Euro-Rückgang trotz gemischter Konjunktursignale: US-Arbeitsmarkt und deutsches Hoffnungspotenzial im Fokus
Der Euro hat am Freitag weiter an Wert verloren, nachdem die Veröffentlichung neuer US-Konjunkturdaten für Bewegung am Devisenmarkt gesorgt hatte. Am Nachmittag musste sich die europäische Gemeinschaftswährung mit einem Wechselkurs von 1,1622 US-Dollar begnügen, nachdem sie vor den entscheidenden US-Arbeitsmarktzahlen noch bei etwa 1,1644 Dollar notiert hatte.
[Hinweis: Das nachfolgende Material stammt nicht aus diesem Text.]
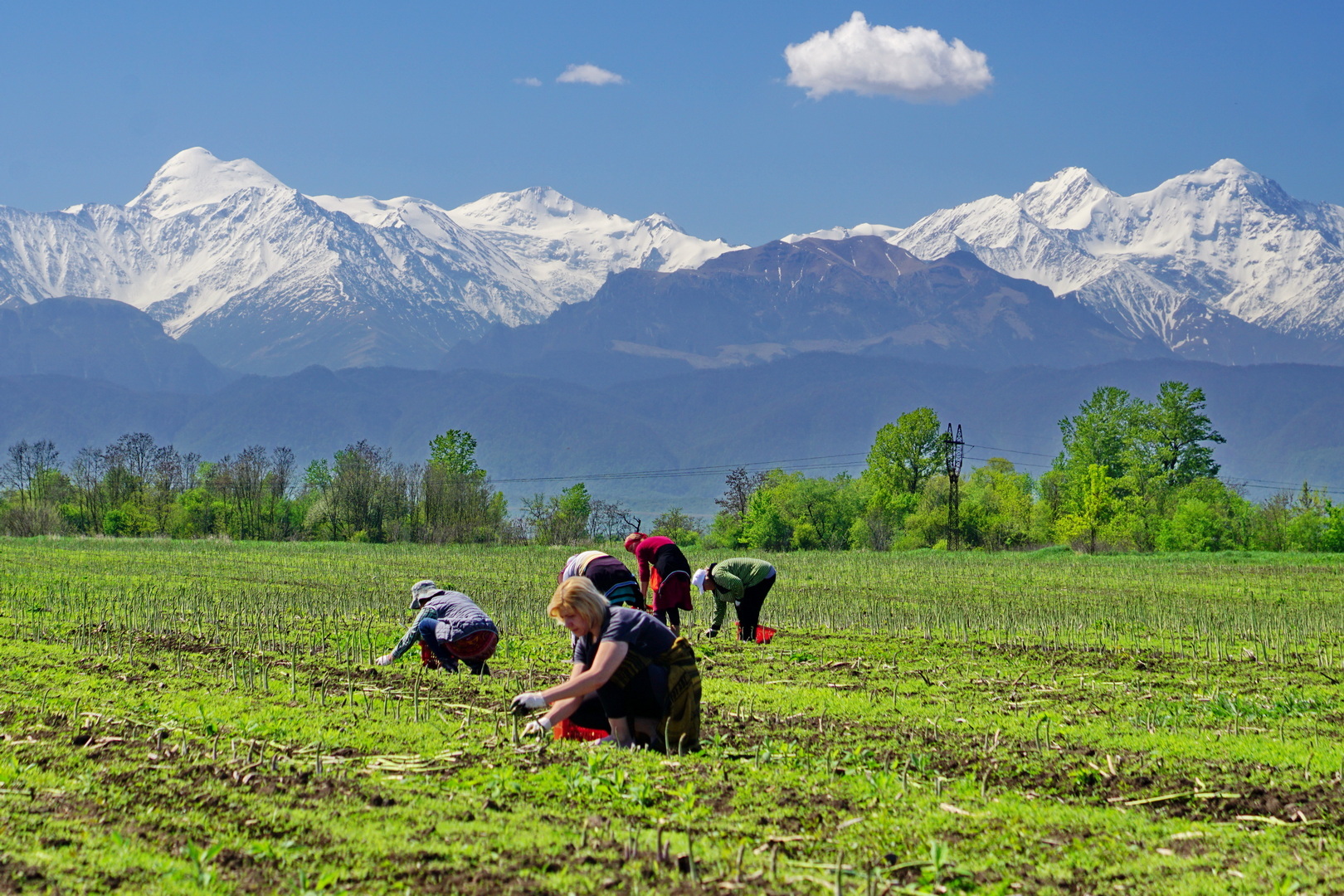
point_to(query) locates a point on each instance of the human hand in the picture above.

Im Überblick zeigt sich die Situation auf dem US-Arbeitsmarkt zwiespältig: Während der Zuwachs bei den Beschäftigten hinter den Erwartungen zurückblieb, reduzierte sich die Arbeitslosenquote ein wenig. Diese ambivalenten Signale könnten zwar die Rufe nach einer beschleunigten geldpolitischen Lockerung durch die US-Notenbank Federal Reserve verstärken, aber hinsichtlich der zukünftigen Entwicklung bleiben die Prognosen vorerst unverändert. Rotten stehen insbesondere auf die Zukunft des Fed-Vorsitzes im Mai, da Jerome Powells Amtszeit dann endet.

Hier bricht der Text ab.